Colin Hammond is financial comptroller of pensions at Mitchells & Butlers. Having spent almost 20 years in various financial roles for Bass and its successor companies, Colin has spent the last six years managing the Mitchells & Butlers Pension Plans’ relationships with the investment community. He is also a trustee director, and sits on the Board of the plans’ Common Investment Fund.

Scott Jamieson is head of structured products at AEGON Asset Management in Edinburgh. He joined the firm in 2007 from consulting firm Hymans Robertson. 

John MacDonald leads currency manager research in the London office of Hymans Robertson. Prior to joining the firm, John worked as an independent analyst for Intelligent Insights and, prior to that, as an industry analyst for PricewaterhouseCoopers.  John is educated to PhD level in Physics and holds an MSc from Imperial College, London and a BSc (Hons) from the University of Glasgow.   

Neil Record is chairman and CEO of Record plc. In 2003, Neil completed a book on currency overlay and authored numerous articles and is a frequent speaker at industry conferences. He is a visiting fellow and investment committee member of Nuffield College, Oxford, and a trustee of the Institute of Economic Affairs.

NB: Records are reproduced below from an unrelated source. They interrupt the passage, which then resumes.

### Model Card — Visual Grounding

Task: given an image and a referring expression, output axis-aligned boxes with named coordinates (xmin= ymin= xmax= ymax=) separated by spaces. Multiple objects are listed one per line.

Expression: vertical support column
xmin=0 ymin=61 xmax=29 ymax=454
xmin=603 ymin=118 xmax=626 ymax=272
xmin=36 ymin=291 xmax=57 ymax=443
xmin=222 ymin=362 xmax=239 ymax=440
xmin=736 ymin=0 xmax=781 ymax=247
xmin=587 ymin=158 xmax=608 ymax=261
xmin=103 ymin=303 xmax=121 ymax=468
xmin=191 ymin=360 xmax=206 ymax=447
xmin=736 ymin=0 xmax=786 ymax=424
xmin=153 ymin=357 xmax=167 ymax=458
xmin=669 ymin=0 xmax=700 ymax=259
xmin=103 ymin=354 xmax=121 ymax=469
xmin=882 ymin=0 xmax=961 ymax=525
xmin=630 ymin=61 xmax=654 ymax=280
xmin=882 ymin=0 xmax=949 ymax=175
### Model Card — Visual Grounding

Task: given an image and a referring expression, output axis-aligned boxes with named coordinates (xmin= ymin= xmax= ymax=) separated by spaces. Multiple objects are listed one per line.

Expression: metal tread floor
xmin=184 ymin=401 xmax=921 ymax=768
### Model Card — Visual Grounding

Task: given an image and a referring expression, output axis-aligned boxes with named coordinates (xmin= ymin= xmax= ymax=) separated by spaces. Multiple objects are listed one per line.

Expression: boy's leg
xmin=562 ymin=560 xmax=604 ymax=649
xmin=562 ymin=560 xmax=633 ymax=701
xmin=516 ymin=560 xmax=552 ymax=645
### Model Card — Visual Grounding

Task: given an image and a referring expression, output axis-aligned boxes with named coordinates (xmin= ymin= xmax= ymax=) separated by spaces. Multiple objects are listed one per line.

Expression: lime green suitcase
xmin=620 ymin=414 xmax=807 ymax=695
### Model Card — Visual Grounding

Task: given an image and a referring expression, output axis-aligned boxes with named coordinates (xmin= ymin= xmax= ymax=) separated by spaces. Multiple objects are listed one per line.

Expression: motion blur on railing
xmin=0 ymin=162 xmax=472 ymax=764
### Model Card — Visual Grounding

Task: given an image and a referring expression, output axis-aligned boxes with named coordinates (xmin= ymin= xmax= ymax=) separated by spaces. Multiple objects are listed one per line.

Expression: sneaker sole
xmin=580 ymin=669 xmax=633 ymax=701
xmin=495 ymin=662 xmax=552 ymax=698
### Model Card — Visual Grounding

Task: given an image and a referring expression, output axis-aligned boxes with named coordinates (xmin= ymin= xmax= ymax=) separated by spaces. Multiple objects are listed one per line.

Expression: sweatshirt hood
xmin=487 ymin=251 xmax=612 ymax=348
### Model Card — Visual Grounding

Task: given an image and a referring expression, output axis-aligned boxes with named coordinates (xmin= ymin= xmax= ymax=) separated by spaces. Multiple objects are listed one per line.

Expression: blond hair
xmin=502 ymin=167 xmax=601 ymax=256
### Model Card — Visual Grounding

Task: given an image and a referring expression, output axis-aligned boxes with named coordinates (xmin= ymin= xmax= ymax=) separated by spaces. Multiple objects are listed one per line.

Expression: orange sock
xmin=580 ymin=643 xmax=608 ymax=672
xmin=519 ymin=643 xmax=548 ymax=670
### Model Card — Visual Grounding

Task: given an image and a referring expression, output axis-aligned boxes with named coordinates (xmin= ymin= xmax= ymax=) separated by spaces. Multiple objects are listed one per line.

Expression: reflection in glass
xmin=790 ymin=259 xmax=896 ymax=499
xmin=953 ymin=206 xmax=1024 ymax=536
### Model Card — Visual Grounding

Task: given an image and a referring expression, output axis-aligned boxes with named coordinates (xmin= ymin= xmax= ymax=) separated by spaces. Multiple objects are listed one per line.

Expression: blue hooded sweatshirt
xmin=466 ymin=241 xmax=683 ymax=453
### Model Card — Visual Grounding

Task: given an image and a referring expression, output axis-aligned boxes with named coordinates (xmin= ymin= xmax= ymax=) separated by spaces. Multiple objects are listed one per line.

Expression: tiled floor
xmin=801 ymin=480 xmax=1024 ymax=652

Matthew Roberts, CFA is an investment consultant at Watson Wyatt which he joined in 2005. Matthew leads the multi asset diversified growth research team and is responsible for driving the research agenda and concluding on manager decisions for that asset class. Matthew is also responsible for evolving Watson Wyatt’s research work.

Stephen Saint-Leger attended the round table in a personal capacity and was expressing his views, and not those of his firm’s. He currently works as a research consultant in the London office of Cambridge Associates.